Hi, I recently had my PC become infected with some trojans. And I wonder how this could have happend in the first place. Now, I have Agnitum Outpost, NOD32, SnoopFree and Spybot Resident running all the time. I know Spybot Resident is meant for IE mostly, but I use it eventhough I use FireFox. The Trojans were all ActiveX. And I have setup Outpost so I have to manually permit ActiveX etc. My question: How come that when I permit a site's ActiveX crap, none of the above programs I have running, checks it? I mean, Spybot S&D will find it after a manual scan, so why can't NOD32 or something find it on-the-fly? Cheers!

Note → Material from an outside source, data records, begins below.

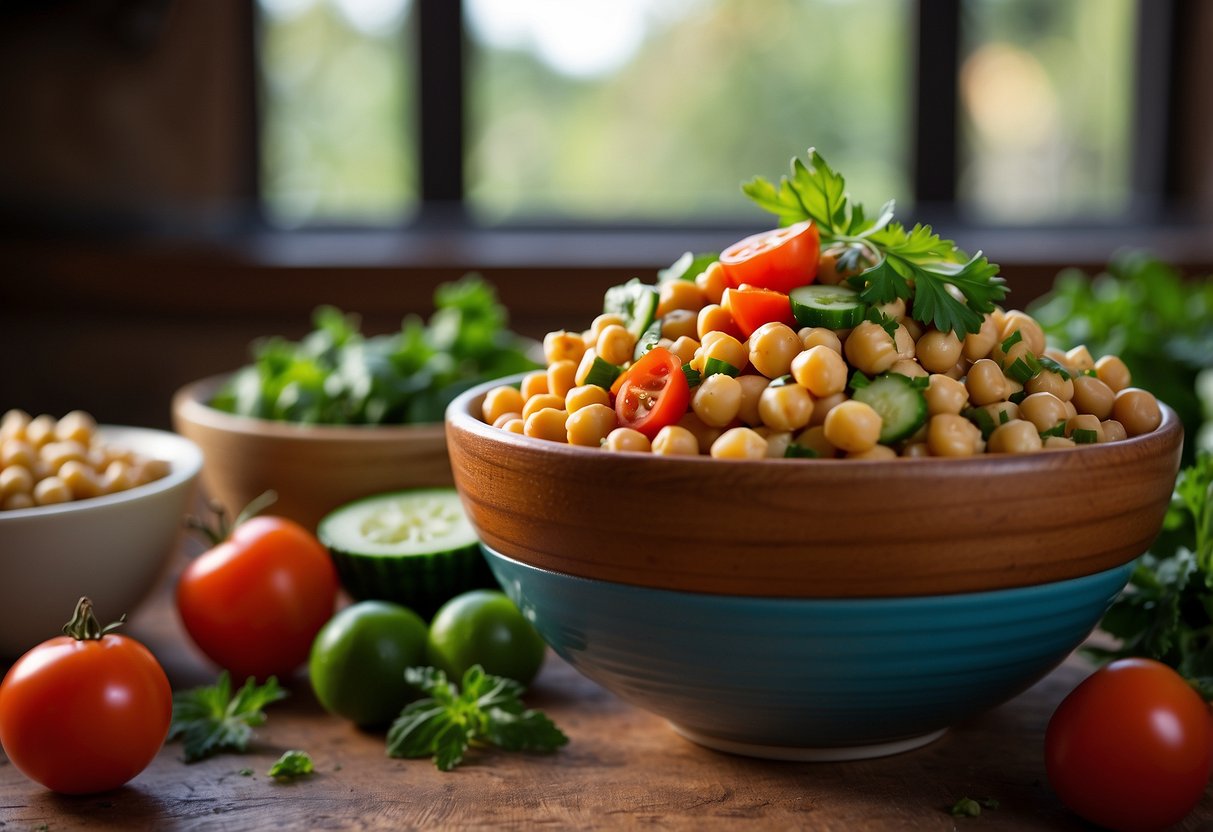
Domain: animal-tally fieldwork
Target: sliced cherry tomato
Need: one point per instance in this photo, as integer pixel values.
(651, 393)
(753, 307)
(255, 603)
(1131, 747)
(84, 712)
(781, 258)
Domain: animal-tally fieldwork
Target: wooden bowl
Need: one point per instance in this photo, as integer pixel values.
(812, 528)
(313, 468)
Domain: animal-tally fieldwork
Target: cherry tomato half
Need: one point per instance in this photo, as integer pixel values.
(1131, 747)
(651, 393)
(781, 258)
(85, 712)
(255, 603)
(753, 307)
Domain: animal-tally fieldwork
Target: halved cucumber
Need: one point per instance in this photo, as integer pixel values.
(832, 307)
(415, 547)
(900, 403)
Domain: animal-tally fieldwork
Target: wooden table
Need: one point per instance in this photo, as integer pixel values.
(622, 769)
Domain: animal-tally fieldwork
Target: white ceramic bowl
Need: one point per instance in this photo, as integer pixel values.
(112, 548)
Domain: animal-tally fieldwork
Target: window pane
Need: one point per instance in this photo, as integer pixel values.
(1046, 102)
(659, 109)
(337, 138)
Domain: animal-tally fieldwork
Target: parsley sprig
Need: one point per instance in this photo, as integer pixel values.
(913, 265)
(484, 710)
(209, 719)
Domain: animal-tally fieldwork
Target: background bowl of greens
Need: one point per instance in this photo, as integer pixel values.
(340, 415)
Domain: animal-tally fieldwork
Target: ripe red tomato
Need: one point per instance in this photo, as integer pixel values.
(85, 712)
(1131, 747)
(651, 393)
(781, 258)
(753, 307)
(256, 602)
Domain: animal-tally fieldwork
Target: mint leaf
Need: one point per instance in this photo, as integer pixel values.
(210, 721)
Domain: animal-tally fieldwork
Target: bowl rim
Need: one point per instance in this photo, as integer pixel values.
(460, 416)
(189, 405)
(186, 462)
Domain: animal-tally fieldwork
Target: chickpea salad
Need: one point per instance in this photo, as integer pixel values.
(832, 336)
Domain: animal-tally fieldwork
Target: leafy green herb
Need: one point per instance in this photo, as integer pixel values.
(291, 764)
(488, 710)
(210, 719)
(1166, 613)
(915, 265)
(337, 376)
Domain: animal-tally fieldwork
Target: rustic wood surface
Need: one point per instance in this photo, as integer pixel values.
(622, 769)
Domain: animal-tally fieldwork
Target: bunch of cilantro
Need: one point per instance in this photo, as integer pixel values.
(1166, 613)
(336, 375)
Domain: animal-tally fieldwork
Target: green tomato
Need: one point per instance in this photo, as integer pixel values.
(359, 657)
(484, 627)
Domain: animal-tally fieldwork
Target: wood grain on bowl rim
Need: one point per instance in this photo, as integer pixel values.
(314, 468)
(812, 528)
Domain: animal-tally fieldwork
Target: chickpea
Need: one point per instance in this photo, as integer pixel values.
(547, 423)
(715, 318)
(675, 440)
(1111, 371)
(1015, 437)
(814, 336)
(1092, 395)
(562, 376)
(814, 438)
(588, 427)
(679, 295)
(717, 400)
(563, 345)
(821, 370)
(773, 347)
(979, 345)
(712, 283)
(751, 391)
(585, 395)
(739, 444)
(870, 349)
(950, 434)
(1043, 410)
(985, 382)
(785, 406)
(853, 426)
(504, 399)
(626, 439)
(1137, 411)
(945, 395)
(938, 352)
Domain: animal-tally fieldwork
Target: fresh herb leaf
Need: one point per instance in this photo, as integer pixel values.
(916, 266)
(210, 719)
(483, 708)
(291, 764)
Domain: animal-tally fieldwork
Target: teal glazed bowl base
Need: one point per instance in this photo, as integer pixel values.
(809, 679)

Do you have the names of the trojans? Do you remember the exact circumstances that caused any of these infections? It's not clear to me how ActiveX scripts would run in FireFox. Do you remember any of the web sites? regards, -rich
I can't remember which sites, but Outpost comes up with a dialog box that asks about whether I want to allow activex scripting from this site. But my question was more: what kind of "live protection" can I use against ActiveX that goes a little deeper than just asking if I want to allow it or not? Here's a screenshot: http://maniacmansion.dk/ax.jpg
If you are using Firefox you don't have to worry about ActiveX, because ActiveX controls, legitimate or malicious, don't work on Firefox. IE will prompt the user when a site wants to install an activex control, but many malicious controls are installed through exploits.
1. Not everything ActiveX is bad 2. I dont know about ActiveX scripting, but Firefox doesnt not support/load activex controls such as those used for many online scanners. What I would do is use the NoScript extension for Firefox.